Data-Juicer Agents: Towards Agentic Data Processing#

A Suite of Agents for Agentic Data Processing. Built on Data-Juicer (DJ) and AgentScope.

简体中文 | English

OverviewQuick StartDocumentation

News#

🚀[2026-01-15] Q&A Copilot Juicer has been deployed on the official documentation site of Data-Juicer! Feel free to ask Juicer anything related to Data-Juicer ecosystem. Check 📃 Deploy-ready codes | 🎬 More demos | 🎯 Dev Roadmap.

Overview#

This repo maintains a suite of agents that enable users to interact with Data-Juicer’s powerful data processing capabilities through natural language.

  • In Data-Juicer ecosystem, Data-Juicer Agents (DJ-Agents) play a key role in the interface layer, bridging users with the powerful Data-Juicer infrastructure and toolkit for building data-centric applications.

  • Unlike traditional API- or CLI-based interaction, DJ-Agents leverage agent-based interaction, tool use, and extensibility to enable non-expert users to access Data-Juicer’s data-processing capabilities through intuitive natural-language interactions.

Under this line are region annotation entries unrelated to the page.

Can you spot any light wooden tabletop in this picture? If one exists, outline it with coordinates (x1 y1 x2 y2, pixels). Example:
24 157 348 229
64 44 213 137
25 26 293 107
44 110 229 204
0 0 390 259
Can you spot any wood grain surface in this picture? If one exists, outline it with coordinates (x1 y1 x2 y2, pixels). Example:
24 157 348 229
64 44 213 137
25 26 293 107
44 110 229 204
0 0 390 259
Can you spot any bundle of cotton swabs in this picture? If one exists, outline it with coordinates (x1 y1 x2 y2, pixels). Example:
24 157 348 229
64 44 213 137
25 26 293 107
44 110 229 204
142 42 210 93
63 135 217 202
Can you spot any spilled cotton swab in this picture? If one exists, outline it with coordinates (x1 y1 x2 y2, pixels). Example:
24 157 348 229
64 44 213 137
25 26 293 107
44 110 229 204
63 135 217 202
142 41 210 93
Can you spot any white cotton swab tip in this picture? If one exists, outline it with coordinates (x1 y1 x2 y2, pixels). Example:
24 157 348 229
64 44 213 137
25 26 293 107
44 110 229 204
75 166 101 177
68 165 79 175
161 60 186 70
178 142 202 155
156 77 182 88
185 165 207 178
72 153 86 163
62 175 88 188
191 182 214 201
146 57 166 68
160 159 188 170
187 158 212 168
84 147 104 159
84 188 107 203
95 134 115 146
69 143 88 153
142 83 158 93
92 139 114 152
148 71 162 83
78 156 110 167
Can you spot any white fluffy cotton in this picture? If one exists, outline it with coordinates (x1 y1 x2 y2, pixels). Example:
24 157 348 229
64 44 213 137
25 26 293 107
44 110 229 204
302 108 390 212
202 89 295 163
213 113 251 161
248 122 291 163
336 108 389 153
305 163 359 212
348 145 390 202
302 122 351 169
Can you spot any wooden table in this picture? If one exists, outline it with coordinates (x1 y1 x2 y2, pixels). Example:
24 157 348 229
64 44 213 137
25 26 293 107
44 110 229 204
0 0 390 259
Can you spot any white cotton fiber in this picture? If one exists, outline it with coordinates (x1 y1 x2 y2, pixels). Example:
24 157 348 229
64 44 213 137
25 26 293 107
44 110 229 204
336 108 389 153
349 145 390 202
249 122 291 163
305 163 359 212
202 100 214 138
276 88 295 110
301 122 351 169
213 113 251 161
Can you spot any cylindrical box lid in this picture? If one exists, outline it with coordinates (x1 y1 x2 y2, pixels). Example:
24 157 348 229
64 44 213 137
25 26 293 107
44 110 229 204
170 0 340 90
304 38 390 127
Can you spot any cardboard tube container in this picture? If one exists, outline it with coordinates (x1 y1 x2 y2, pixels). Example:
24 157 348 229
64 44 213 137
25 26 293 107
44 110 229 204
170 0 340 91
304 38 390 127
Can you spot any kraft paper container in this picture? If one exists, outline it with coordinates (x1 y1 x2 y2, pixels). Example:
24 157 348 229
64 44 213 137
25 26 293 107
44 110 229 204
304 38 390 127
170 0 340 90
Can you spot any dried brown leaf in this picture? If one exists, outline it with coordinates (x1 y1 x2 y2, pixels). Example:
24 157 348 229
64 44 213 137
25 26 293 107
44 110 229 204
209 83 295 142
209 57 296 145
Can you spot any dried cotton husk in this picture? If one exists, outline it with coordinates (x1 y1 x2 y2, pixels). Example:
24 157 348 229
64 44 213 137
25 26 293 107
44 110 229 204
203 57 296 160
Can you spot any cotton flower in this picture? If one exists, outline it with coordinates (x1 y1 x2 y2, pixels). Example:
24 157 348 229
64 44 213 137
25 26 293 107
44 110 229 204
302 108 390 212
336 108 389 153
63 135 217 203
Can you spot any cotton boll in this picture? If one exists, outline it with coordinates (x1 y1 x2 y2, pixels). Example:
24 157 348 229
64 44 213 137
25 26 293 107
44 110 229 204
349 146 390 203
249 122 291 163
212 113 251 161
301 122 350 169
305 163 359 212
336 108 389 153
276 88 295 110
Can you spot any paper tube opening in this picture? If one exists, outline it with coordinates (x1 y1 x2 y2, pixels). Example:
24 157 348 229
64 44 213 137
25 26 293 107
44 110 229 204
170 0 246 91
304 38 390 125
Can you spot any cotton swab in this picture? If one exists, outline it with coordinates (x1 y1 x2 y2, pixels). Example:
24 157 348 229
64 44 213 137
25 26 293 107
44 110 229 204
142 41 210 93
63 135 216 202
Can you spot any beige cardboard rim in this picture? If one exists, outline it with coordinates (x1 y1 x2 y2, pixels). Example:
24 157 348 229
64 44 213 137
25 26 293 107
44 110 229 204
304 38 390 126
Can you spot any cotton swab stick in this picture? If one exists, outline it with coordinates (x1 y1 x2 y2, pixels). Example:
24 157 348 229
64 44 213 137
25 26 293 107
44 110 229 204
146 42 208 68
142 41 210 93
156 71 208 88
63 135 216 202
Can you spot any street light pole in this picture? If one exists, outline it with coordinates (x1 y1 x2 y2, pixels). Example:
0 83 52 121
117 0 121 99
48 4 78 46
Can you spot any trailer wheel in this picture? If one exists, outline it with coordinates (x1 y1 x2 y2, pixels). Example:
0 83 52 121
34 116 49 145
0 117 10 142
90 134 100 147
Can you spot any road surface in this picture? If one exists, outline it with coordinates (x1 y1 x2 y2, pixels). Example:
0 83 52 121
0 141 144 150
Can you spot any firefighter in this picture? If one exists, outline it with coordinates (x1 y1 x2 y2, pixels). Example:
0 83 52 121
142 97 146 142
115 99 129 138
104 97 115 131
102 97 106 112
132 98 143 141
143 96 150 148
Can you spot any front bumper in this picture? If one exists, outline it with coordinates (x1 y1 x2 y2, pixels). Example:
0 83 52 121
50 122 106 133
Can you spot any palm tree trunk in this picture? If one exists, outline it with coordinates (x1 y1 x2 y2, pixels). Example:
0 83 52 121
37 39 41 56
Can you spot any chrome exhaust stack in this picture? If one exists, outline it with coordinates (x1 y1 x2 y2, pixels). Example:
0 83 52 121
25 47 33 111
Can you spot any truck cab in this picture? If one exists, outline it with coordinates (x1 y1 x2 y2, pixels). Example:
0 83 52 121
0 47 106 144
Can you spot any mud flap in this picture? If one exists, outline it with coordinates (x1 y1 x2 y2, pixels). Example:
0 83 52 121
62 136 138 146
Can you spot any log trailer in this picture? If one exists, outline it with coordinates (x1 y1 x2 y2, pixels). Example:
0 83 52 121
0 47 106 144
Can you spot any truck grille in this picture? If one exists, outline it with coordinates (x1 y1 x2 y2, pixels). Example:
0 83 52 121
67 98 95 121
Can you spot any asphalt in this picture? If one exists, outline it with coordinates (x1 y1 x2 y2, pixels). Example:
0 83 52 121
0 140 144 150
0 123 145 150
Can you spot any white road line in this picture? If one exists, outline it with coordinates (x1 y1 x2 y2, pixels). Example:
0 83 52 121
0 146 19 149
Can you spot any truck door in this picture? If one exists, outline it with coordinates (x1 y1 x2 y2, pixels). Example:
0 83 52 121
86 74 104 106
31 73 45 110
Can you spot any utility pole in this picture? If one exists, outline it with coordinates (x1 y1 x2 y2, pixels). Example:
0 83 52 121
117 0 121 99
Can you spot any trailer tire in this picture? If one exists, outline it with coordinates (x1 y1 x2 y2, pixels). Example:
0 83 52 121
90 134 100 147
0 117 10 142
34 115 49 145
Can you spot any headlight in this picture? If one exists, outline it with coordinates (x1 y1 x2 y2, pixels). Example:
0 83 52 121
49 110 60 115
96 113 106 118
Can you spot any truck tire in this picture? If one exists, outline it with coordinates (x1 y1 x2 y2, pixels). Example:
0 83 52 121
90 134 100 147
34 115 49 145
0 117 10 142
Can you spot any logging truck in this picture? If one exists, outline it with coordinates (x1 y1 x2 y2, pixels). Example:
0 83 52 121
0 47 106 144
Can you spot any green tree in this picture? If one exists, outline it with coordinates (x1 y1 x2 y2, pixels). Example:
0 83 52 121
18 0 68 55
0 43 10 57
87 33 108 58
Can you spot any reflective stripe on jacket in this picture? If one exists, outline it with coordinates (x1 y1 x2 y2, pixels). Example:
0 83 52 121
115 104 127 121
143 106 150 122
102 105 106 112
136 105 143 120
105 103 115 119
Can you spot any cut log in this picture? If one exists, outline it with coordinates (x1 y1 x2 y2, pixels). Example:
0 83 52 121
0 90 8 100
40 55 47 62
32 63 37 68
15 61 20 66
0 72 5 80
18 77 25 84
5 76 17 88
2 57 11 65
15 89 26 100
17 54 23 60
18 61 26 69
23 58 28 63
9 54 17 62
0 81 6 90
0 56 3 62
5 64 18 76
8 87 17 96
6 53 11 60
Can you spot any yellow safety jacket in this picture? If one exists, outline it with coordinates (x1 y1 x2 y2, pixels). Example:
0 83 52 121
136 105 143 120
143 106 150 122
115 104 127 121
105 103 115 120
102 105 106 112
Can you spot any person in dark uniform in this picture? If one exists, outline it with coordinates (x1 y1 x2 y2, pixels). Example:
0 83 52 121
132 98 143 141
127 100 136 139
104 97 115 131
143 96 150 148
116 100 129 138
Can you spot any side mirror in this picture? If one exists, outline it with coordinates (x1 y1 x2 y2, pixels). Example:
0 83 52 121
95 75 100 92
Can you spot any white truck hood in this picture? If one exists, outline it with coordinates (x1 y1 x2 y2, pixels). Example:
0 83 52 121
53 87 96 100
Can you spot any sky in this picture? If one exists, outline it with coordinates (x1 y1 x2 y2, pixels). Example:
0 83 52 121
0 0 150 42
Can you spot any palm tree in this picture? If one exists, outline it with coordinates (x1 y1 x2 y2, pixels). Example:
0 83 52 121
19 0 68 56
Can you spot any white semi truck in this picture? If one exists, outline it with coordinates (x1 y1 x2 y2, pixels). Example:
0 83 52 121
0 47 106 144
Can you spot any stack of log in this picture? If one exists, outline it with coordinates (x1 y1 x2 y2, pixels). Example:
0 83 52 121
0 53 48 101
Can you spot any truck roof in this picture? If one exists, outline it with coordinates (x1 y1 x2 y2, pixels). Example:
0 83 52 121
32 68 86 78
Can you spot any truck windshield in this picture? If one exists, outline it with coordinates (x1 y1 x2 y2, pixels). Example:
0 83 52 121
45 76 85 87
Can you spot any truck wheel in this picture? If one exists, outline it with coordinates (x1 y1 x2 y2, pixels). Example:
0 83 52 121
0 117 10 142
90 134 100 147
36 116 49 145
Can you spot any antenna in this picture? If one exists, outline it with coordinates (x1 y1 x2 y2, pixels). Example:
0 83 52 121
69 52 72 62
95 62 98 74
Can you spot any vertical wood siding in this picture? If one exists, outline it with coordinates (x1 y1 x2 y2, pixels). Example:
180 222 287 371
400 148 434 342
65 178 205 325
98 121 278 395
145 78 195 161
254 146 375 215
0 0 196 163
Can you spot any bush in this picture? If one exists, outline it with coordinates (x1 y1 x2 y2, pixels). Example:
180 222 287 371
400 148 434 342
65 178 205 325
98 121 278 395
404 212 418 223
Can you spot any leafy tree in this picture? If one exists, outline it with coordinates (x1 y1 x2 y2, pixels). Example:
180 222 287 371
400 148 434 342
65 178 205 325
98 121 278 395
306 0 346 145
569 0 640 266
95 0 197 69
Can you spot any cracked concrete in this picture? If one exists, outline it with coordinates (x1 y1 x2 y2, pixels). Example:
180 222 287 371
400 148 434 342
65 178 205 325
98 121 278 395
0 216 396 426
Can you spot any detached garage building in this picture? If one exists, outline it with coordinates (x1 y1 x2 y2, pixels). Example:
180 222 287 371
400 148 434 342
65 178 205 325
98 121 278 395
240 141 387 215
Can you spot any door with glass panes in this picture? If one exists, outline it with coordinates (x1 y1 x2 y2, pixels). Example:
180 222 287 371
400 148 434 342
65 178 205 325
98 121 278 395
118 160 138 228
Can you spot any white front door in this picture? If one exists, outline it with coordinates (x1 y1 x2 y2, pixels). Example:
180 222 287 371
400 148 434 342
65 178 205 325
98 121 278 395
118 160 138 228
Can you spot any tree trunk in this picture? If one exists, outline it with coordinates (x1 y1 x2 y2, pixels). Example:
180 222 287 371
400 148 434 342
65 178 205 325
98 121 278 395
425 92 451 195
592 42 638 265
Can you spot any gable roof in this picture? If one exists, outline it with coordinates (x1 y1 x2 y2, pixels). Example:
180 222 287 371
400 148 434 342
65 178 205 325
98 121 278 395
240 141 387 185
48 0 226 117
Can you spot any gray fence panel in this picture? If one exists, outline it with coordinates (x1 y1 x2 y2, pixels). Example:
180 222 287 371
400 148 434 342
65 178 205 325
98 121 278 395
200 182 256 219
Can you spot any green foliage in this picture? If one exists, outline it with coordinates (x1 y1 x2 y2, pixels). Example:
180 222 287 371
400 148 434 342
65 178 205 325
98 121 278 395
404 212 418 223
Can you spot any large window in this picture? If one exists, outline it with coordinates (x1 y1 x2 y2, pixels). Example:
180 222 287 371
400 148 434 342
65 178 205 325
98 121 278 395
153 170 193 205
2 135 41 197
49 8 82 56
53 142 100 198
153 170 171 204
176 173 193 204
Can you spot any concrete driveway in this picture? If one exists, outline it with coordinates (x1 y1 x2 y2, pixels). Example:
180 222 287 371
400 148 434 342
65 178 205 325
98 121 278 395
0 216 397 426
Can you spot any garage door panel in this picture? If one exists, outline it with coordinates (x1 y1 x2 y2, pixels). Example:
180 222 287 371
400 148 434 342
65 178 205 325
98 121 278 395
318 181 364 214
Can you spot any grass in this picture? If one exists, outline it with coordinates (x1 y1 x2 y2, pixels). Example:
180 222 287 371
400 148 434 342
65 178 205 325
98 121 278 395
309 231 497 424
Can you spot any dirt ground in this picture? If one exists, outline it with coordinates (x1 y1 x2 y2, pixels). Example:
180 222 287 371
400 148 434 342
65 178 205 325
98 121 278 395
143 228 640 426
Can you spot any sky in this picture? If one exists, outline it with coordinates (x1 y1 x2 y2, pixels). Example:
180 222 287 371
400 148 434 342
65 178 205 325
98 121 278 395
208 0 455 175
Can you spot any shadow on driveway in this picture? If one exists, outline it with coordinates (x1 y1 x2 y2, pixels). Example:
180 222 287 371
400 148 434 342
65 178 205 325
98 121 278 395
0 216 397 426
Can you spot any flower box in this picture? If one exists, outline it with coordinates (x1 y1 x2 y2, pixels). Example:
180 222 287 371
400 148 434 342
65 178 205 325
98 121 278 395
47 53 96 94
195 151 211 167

  • The long-term goal of DJ-Agents is to enable a development-free data processing lifecycle, allowing developers to focus on what to do rather than how to do it.

The Data-Juicer Agents family currently contains the following members:

  • Data-Juicer Q&A Agent (DJ Q&A Agent)

  • Data-Juicer Data Processing Agent (DJ Process Agent) [Beta version]

  • Data-Juicer Code Development Agent (DJ Dev Agent) [Beta version]

Data-Juicer Agents adopts a multi-agent routing architecture for routing requests to the corresponding agent. Check agent info for more details.

Quick Start#

Online Services#

  • Q&A Copilot Juicer has been deployed on the official doc page of Data-Juicer! Feel free to ask Juicer anything related to Data-Juicer ecosystem.

More online agentic services are being planned and developed—check out our Roadmap and join us!

Local Deployment#

Follow the document to locally launch DJ-Agents.

If you encounter any issues, check common issues or ask our Q&A copilot Juicer at the doc page.

Roadmap#

The long-term vision of DJ-Agents is to enable a development-free data processing lifecycle, allowing developers to focus on what to do rather than how to do it.

To achieve this vision, we are tackling two fundamental challenges:

  • Agent Level: How to design and build powerful agents specialized in data processing

  • Service Level: How to package these agents into ready-to-use, out-of-the-box products

We continuously iterate on both directions, and the roadmap may evolve accordingly as our understanding and capabilities improve.

Below is the current development checklist.


Agents#

  • Data-Juicer Q&A Agent (DJ Q&A Agent)
    Answers Data-Juicer–related questions from both existing and potential users.

    • Implemented

    • [2026-01-15]: The current DJ Q&A Agent demonstrates strong performance in our internal evaluations and is considered production-ready.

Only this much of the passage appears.